Paul said he does not want to remove all 11 million undocumented immigrants, but insisted “we must have secure borders and we must not reward people for breaking the law.”
“I don’t think people should come here and esaily become citizens who can vote and receive social benefits,” Paul said, but he added there must be a program to allow “people who want to work to come.”
Paul said there should an assimilation program, but borders remain important and that citizenship for U.S.-born children of undocumented immigrants should not automatic.
Asked if the tea party is an anti-immigrant party Paul said, “I can’t tell you a thing about it because it is sort of all over the place.”
Diario Las Americas, a Miami-based Spanish-language news outlet, wrote late last week that George W. Bush’s compassionate conservatism and Ronald Reagan’s “pragmatism” in immigration have been “buried by the new Republican militancy,” due to tea party pressure. The outlet says Republicans are “risking a defeat in 2012″ over the issue.
Las Americas also said that Republican presidential debates have become a competition for who is the strongest or the weakest candidate on illegal immigration. Immigration enforcement activists have said GOP presidential candidate Rick Perry’s distant second-place in the recent Florida straw poll was due to his “weak” statements on immigration.

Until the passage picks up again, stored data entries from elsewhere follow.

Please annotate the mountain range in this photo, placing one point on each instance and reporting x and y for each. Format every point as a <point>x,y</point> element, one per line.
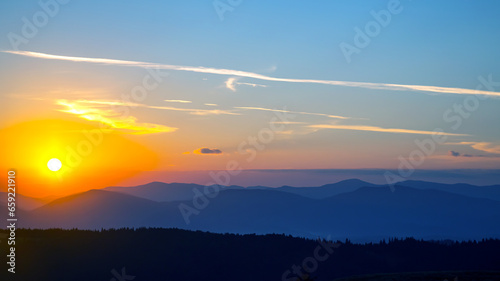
<point>351,209</point>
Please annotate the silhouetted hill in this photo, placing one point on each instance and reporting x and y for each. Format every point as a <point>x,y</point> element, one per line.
<point>22,202</point>
<point>173,254</point>
<point>489,192</point>
<point>367,214</point>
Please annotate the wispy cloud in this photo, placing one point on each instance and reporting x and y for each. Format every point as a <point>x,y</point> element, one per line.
<point>289,122</point>
<point>113,114</point>
<point>230,84</point>
<point>179,101</point>
<point>379,129</point>
<point>113,118</point>
<point>238,73</point>
<point>131,104</point>
<point>292,112</point>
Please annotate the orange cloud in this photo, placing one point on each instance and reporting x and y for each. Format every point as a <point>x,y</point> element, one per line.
<point>91,158</point>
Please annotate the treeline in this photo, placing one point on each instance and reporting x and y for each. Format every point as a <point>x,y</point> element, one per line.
<point>173,254</point>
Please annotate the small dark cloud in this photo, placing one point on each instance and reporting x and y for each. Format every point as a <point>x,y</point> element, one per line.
<point>206,150</point>
<point>458,154</point>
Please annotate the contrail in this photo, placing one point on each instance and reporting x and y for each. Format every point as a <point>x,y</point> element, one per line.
<point>230,72</point>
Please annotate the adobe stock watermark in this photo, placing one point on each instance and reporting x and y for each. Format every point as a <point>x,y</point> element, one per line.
<point>310,264</point>
<point>363,37</point>
<point>454,116</point>
<point>223,6</point>
<point>93,138</point>
<point>251,146</point>
<point>48,9</point>
<point>121,276</point>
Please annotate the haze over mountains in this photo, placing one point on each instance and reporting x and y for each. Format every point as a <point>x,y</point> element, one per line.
<point>350,209</point>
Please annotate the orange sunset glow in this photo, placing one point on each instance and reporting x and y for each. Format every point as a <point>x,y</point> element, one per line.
<point>91,157</point>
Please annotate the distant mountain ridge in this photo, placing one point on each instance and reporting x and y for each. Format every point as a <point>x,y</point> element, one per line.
<point>357,210</point>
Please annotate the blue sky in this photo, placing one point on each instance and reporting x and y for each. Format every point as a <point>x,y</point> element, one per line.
<point>429,43</point>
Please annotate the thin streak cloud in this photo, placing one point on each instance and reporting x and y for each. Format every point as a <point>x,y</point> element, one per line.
<point>379,129</point>
<point>230,72</point>
<point>292,112</point>
<point>179,101</point>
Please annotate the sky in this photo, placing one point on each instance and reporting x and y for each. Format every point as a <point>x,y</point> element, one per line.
<point>118,91</point>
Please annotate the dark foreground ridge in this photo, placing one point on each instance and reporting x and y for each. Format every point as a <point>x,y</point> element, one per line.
<point>173,254</point>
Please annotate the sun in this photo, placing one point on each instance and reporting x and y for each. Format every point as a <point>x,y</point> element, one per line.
<point>54,164</point>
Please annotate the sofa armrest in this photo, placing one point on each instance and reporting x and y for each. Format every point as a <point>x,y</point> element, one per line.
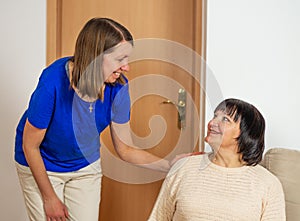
<point>285,164</point>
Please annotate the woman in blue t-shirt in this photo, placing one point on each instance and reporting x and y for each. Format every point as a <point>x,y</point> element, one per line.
<point>57,146</point>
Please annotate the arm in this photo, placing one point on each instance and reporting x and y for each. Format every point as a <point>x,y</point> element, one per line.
<point>32,139</point>
<point>121,139</point>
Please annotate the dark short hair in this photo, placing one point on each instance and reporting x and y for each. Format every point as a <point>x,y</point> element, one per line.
<point>251,141</point>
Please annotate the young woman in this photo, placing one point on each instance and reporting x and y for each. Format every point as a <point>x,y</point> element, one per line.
<point>227,184</point>
<point>58,137</point>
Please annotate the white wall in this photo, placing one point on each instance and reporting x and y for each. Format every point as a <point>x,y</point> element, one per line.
<point>253,48</point>
<point>22,56</point>
<point>253,51</point>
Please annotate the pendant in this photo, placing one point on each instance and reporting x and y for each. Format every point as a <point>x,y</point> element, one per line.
<point>91,107</point>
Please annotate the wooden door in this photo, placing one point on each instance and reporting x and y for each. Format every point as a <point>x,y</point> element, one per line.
<point>168,45</point>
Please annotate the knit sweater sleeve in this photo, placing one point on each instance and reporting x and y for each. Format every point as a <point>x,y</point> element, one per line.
<point>165,204</point>
<point>274,204</point>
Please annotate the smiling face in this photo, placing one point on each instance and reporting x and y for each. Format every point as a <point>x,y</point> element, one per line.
<point>115,62</point>
<point>223,131</point>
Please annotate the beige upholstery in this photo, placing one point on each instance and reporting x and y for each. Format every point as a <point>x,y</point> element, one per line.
<point>285,164</point>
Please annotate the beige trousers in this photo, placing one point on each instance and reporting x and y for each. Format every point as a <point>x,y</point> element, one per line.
<point>79,190</point>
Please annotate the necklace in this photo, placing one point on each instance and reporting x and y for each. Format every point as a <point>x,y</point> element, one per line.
<point>91,108</point>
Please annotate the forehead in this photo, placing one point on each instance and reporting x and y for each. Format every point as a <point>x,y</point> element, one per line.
<point>122,49</point>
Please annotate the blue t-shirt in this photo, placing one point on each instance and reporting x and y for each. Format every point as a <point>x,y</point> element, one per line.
<point>72,139</point>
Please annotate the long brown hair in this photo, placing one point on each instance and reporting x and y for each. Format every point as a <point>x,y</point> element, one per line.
<point>97,36</point>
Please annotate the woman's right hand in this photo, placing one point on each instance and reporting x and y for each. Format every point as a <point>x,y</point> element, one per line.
<point>55,210</point>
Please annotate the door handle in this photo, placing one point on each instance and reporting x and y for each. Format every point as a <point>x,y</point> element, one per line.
<point>181,108</point>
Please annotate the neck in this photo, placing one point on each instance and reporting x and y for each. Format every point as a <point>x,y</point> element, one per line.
<point>227,159</point>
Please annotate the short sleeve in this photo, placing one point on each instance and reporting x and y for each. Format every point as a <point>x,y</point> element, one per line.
<point>121,106</point>
<point>41,107</point>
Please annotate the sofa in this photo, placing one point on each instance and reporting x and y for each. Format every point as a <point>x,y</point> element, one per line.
<point>285,164</point>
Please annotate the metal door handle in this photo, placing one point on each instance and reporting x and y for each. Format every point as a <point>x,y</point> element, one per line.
<point>181,107</point>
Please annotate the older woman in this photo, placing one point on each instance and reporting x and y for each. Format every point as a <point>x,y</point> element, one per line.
<point>228,183</point>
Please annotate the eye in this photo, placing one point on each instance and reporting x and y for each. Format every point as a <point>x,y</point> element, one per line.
<point>226,119</point>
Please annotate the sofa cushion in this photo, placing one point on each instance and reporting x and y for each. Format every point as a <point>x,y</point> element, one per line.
<point>285,164</point>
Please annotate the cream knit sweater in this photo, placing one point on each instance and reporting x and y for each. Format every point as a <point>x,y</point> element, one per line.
<point>197,190</point>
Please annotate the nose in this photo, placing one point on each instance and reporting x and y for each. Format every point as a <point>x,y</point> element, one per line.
<point>125,67</point>
<point>213,123</point>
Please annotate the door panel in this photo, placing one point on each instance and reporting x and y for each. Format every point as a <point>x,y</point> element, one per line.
<point>129,192</point>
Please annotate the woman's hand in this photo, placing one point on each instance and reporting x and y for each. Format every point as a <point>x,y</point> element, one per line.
<point>55,210</point>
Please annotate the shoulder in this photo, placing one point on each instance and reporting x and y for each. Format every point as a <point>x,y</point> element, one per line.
<point>187,164</point>
<point>267,178</point>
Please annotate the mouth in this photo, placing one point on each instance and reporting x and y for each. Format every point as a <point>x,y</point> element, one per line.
<point>117,74</point>
<point>214,132</point>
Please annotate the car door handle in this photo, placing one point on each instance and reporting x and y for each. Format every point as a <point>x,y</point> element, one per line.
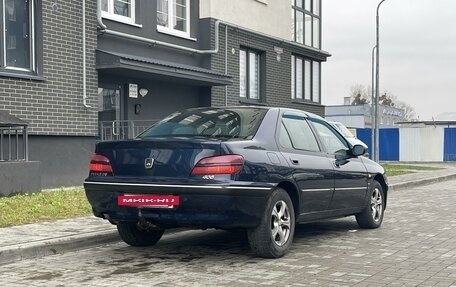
<point>294,161</point>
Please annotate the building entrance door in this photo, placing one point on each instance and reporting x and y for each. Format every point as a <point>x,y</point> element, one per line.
<point>110,114</point>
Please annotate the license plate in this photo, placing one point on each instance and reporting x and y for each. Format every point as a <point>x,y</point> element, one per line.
<point>155,201</point>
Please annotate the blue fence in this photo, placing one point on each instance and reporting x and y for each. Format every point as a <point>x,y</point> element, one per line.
<point>449,144</point>
<point>389,143</point>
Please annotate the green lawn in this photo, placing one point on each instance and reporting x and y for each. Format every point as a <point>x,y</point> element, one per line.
<point>43,206</point>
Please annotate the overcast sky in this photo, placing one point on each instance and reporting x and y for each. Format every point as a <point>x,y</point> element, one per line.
<point>417,51</point>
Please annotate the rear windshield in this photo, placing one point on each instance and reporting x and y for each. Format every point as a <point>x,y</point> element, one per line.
<point>239,123</point>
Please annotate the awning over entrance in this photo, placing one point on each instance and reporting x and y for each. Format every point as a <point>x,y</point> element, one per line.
<point>149,68</point>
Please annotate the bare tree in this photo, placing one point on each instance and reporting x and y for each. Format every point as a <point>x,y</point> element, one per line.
<point>388,99</point>
<point>360,95</point>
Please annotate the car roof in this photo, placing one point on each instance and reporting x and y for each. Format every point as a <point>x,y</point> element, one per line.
<point>281,109</point>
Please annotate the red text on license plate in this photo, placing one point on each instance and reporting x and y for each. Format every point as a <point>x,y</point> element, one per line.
<point>148,200</point>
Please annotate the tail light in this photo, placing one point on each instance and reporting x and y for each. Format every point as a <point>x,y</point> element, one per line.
<point>225,164</point>
<point>100,165</point>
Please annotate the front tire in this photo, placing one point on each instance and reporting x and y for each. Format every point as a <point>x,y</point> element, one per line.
<point>372,215</point>
<point>132,235</point>
<point>273,236</point>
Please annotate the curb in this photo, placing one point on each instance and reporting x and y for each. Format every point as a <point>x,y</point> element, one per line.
<point>41,248</point>
<point>37,249</point>
<point>420,182</point>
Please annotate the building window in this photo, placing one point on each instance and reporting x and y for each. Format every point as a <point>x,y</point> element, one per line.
<point>305,79</point>
<point>119,10</point>
<point>249,74</point>
<point>18,47</point>
<point>306,24</point>
<point>173,17</point>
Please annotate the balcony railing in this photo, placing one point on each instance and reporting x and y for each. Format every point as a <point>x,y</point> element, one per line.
<point>121,130</point>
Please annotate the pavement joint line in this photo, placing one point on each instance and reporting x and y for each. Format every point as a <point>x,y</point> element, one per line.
<point>54,246</point>
<point>420,182</point>
<point>59,245</point>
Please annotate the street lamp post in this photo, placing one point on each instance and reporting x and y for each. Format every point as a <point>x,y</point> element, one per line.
<point>377,89</point>
<point>373,118</point>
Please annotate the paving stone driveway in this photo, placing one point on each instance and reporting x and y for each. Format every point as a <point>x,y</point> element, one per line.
<point>416,246</point>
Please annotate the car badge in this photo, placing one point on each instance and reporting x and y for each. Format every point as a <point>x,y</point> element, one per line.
<point>149,163</point>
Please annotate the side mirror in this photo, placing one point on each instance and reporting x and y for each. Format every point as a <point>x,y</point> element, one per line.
<point>358,150</point>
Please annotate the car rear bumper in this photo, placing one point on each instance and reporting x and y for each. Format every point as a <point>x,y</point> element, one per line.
<point>204,206</point>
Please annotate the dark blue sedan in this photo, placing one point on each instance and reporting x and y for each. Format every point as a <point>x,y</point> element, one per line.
<point>256,168</point>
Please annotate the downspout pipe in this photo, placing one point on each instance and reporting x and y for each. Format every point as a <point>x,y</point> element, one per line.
<point>84,56</point>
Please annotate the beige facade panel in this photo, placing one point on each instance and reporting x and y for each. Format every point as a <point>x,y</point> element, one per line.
<point>270,17</point>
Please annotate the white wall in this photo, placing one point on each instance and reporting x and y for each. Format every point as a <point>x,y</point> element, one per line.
<point>421,144</point>
<point>272,17</point>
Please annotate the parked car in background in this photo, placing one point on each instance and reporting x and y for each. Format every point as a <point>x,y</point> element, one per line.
<point>348,134</point>
<point>261,169</point>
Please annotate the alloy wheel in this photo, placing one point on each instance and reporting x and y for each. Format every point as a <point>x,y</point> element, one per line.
<point>376,205</point>
<point>280,223</point>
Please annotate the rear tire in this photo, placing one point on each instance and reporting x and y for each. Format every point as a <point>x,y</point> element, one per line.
<point>132,235</point>
<point>273,236</point>
<point>372,215</point>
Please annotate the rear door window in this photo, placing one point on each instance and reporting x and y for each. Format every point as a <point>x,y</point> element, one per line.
<point>296,133</point>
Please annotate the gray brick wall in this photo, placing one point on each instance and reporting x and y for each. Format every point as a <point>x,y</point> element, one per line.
<point>53,106</point>
<point>278,74</point>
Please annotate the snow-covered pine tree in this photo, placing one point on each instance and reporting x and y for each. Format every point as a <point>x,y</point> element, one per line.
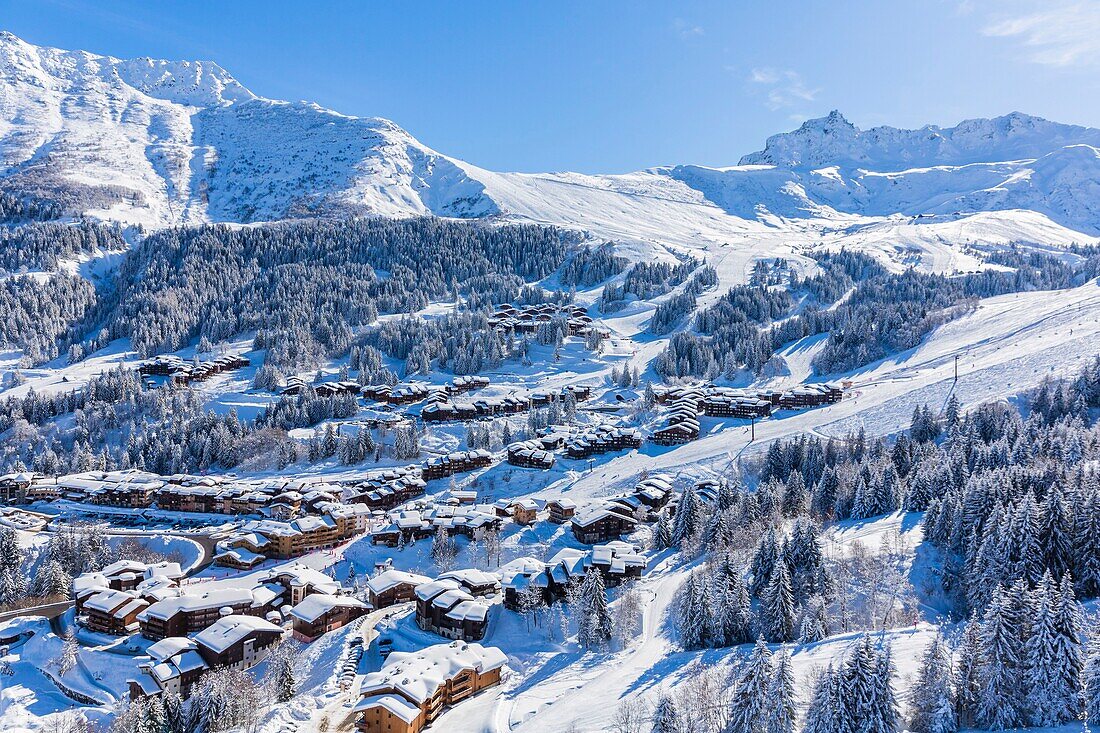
<point>1087,540</point>
<point>814,625</point>
<point>749,706</point>
<point>1069,664</point>
<point>175,718</point>
<point>662,533</point>
<point>1000,704</point>
<point>777,612</point>
<point>824,713</point>
<point>734,610</point>
<point>932,697</point>
<point>595,626</point>
<point>689,516</point>
<point>695,612</point>
<point>284,681</point>
<point>781,696</point>
<point>763,562</point>
<point>1091,681</point>
<point>1044,697</point>
<point>69,656</point>
<point>867,699</point>
<point>666,715</point>
<point>967,678</point>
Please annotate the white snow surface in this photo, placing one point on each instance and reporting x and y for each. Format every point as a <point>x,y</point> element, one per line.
<point>163,143</point>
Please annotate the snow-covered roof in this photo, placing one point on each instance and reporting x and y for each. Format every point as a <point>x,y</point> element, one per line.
<point>389,579</point>
<point>118,603</point>
<point>395,704</point>
<point>228,631</point>
<point>169,647</point>
<point>428,591</point>
<point>317,604</point>
<point>210,599</point>
<point>472,577</point>
<point>417,675</point>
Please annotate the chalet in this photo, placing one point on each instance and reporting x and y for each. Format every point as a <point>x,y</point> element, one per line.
<point>175,665</point>
<point>237,642</point>
<point>443,608</point>
<point>603,439</point>
<point>475,582</point>
<point>653,491</point>
<point>194,611</point>
<point>14,488</point>
<point>392,587</point>
<point>602,525</point>
<point>406,394</point>
<point>530,453</point>
<point>112,612</point>
<point>389,488</point>
<point>468,383</point>
<point>524,511</point>
<point>238,558</point>
<point>677,434</point>
<point>458,462</point>
<point>811,395</point>
<point>320,613</point>
<point>413,689</point>
<point>561,510</point>
<point>616,561</point>
<point>233,642</point>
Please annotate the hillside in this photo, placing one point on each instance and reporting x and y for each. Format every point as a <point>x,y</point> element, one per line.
<point>162,143</point>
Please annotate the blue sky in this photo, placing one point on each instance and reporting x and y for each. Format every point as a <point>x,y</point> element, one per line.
<point>611,86</point>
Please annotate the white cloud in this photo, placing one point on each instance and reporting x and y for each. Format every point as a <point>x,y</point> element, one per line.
<point>784,87</point>
<point>1054,33</point>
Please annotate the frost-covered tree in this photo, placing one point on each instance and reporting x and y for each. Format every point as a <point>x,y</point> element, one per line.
<point>750,706</point>
<point>694,619</point>
<point>689,517</point>
<point>666,715</point>
<point>1001,673</point>
<point>780,696</point>
<point>777,612</point>
<point>932,696</point>
<point>595,626</point>
<point>69,656</point>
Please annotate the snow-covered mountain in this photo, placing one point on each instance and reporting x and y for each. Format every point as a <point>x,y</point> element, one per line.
<point>161,143</point>
<point>183,142</point>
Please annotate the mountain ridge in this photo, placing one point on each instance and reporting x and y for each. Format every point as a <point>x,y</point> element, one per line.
<point>163,143</point>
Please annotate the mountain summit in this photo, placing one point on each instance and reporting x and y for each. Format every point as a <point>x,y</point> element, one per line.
<point>162,143</point>
<point>833,140</point>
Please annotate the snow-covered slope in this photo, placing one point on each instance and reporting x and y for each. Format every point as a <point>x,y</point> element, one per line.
<point>163,143</point>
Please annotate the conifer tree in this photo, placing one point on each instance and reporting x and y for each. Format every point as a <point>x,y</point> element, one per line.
<point>595,626</point>
<point>763,562</point>
<point>694,613</point>
<point>286,685</point>
<point>1091,681</point>
<point>932,699</point>
<point>967,678</point>
<point>1000,688</point>
<point>688,518</point>
<point>662,533</point>
<point>778,605</point>
<point>750,703</point>
<point>666,715</point>
<point>781,697</point>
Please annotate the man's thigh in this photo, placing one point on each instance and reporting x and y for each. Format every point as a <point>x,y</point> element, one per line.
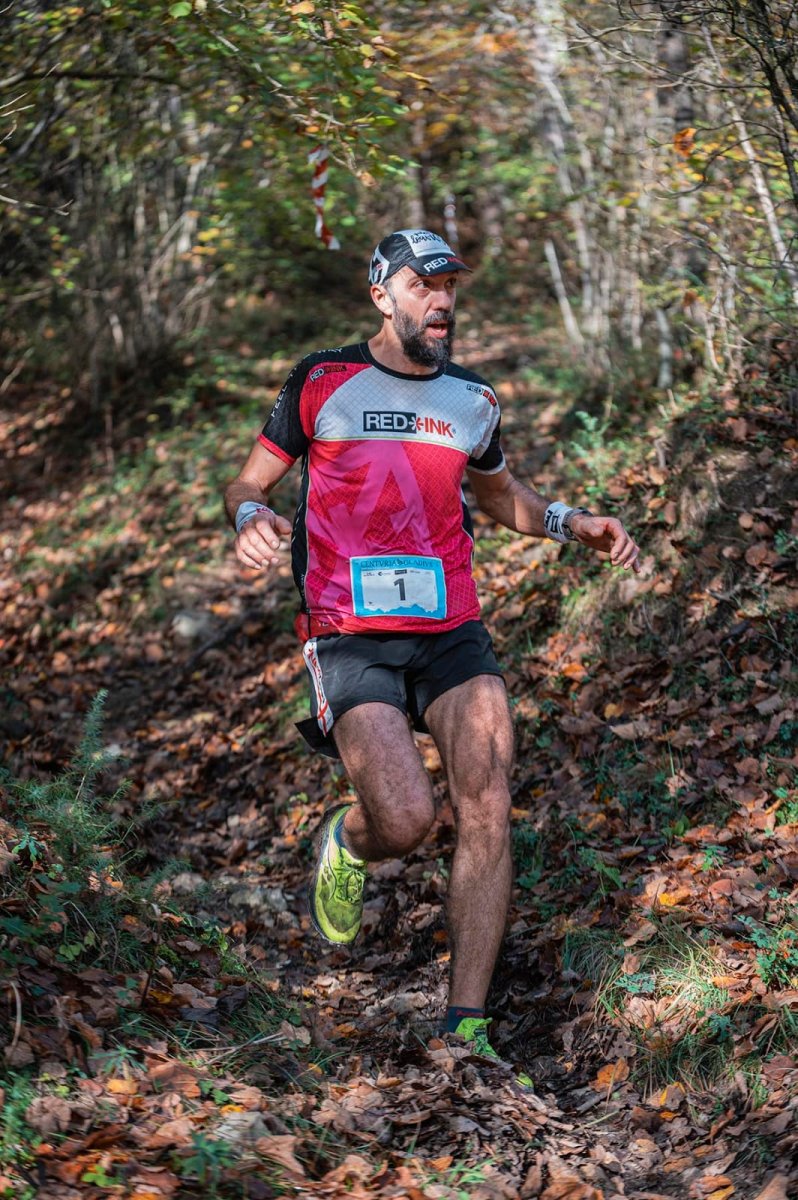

According to Las Americas, the Republican presidential candidate will need “at least 40 percent of the Hispanic vote to win the general elections.”
GOP Sen. Marco Rubio, who has steadily become a central figure in today’s Republican Party, spoke in August at the Ronald Reagan Library. His message: Americans want the nation to be free and prosperous, but also compassionate.
New York Daily News columnist Albor Ruiz wrote Sunday that “Rubio supports mandatory E-Verify, has adopted the vacuous GOP mantra ‘border security first,’ and despite past support for a Florida in-state tuition bill, now opposes the federal DREAM Act.”
“But no matter how far right he goes, Rubio will never be American enough for some crazies in the birthers movement,” Ruiz wrote.
He added:
The GOP’s Great Latino Hope could turn out not to be such a good idea after all.
A poll conducted by Latino Decisions on the eve of last November’s election found 78% of Cuban-Americans would vote for Rubio, but only 40% of non-Cuban Latinos would do the same. And this was during his moderate phase.